What about language issues when dealing with worldwide social media platforms? Pierrick clarified. “In the pilot case we focused on English. It happened in Texas so we discovered a bit of Spanish in the mix. You have a language marker in Twitter so we can exclude these elements. The multi-language problem was not initially considered in the project, so that needs to be some kind of extension to address this”.

What is the LIST contribution?

“In terms of contribution it is almost only people from LIST - in remote sensing there are people like Patrick Matgen, Marco Chini and Renaud Hostache – they are specialists in this kind of data. I had to plug into this and into the big picture in that sense. And so there are people from the data processing group so mainly Thomas Tamisier who is the PI of the project, thePhD student Etienne Brangbour and me.

Contributions from the outside are regard PhD student supervision, and simulated flood maps that serve as input for forecasting using the remote sensing data. The PhD supervisor is a professor for from the University of Geneva, specialising more on the machine learning side, and flood maps for the pilot use case were supplied by remote sensing solutions.
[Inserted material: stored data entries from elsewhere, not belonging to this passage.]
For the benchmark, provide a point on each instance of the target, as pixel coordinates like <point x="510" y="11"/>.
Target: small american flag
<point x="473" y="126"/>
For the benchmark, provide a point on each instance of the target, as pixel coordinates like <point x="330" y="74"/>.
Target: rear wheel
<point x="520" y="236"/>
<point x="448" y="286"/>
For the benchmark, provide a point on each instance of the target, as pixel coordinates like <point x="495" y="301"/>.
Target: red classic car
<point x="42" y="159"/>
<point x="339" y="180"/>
Also, in the steering committee there are people from the stakeholders, but they are not involved in the project per se, so it is like 90% a LIST project”.
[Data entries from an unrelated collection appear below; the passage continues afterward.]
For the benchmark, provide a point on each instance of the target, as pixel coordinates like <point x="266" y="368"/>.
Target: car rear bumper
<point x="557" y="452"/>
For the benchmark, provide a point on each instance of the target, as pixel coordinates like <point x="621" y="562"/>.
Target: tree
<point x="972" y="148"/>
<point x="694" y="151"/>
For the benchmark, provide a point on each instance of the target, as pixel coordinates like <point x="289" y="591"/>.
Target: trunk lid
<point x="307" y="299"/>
What has been achieved so far?

“In relation to output we were able to publish some papers. At some point we implemented a large action managing Twitter data, so collecting data and storing it in adapted data bases as well as building some language models,” Pierrick outlined before elaborating. “All the features we implement in the software allows us to manage and digest this Twitter data to make more sense than its original form, and also to build maps and other actionable outputs”.
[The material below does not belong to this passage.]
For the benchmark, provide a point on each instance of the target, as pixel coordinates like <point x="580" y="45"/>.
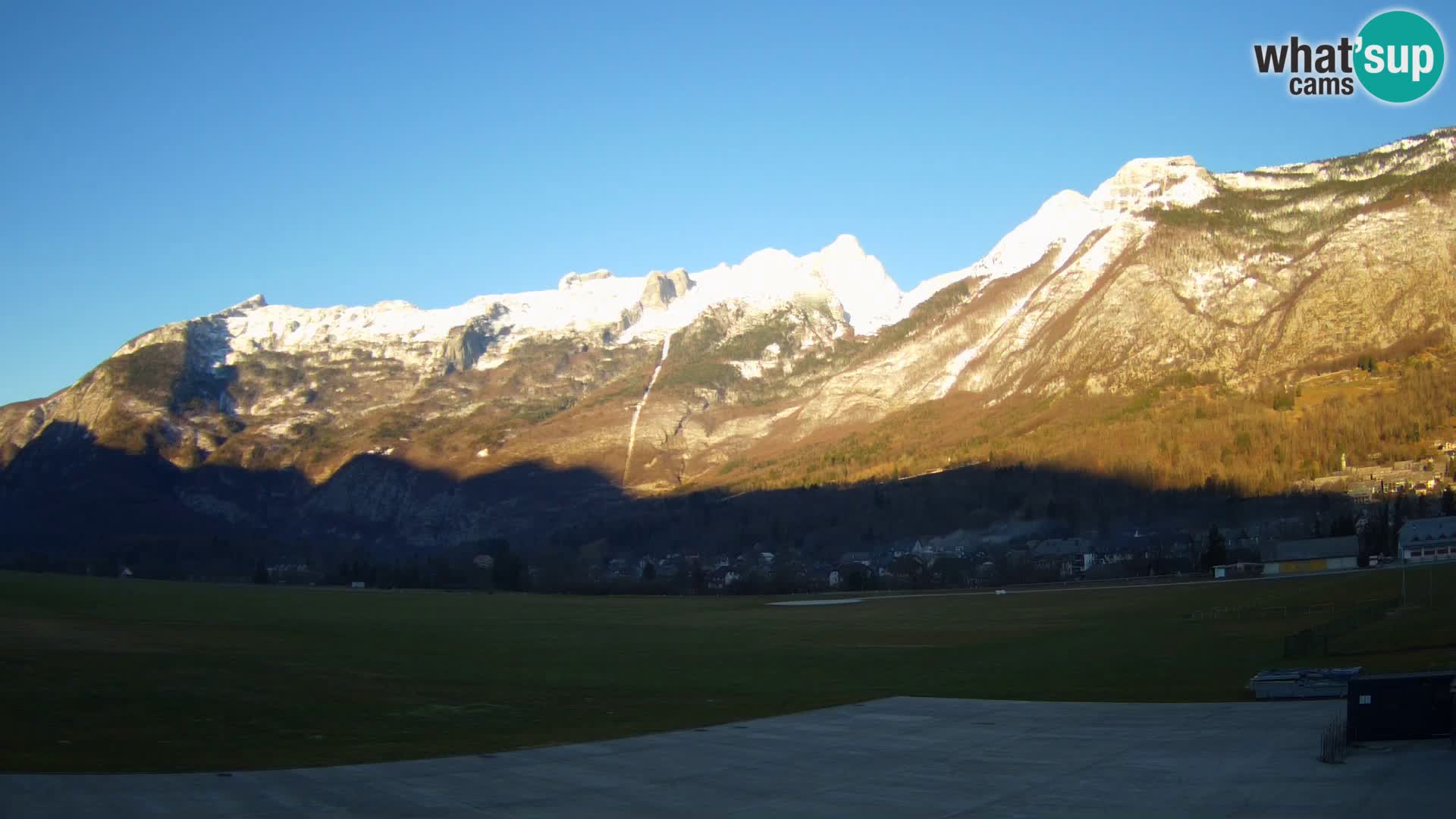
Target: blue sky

Pierrick then explained that various social medias behave and react differently. For example Facebook is difficult for technical reasons as there is no access to general, and open, news flow. “The good thing about Twitter is it is kind of public so you have the possibility to query and you have access to everything that is published whereas in Facebook you cannot do that. It was possible in the past, but not now as their business model is built around keeping that information secret,” he explained.

Twitter’s philosophy is indeed different, although they still make money from advertising as Facebook does, with adverts appearing in timelines, but that is easy to deal with Pierrick stated. “If you want fetch details of Tweets currently being sent you have the possibility to do it for free, but if you want a query in the past you have to pay. This is mostly interesting for big businesses like in the food industry for example, so we had to pay for that. But still you have the possibility to obtain raw data and that’s what we were interested in,” he concluded.

About Pierrick Bruneau

Pierrick Bruneau works in the Data Science and Analytics Unit of the ITIS Department of LIST. He holds an M.Sc degree in computer sciences, received from Polytech’Nantes (France) in 2007. He also obtained a Ph.D. from the University of Nantes in 2010, and conducted postdoctoral research at CEA LIST (Saclay, France). For nearly 8 years now at LIST, he has contributed to several funded projects on multimedia data annotation and analysis, and machine learning applied to environmental applications such as those advocated in Publimape. His research interests range from Bayesian estimation, to visual analytics, including neural network engineering (so-called “AI”), as well as scaling up machine learning algorithms using High Performance Computers and GPU hardware.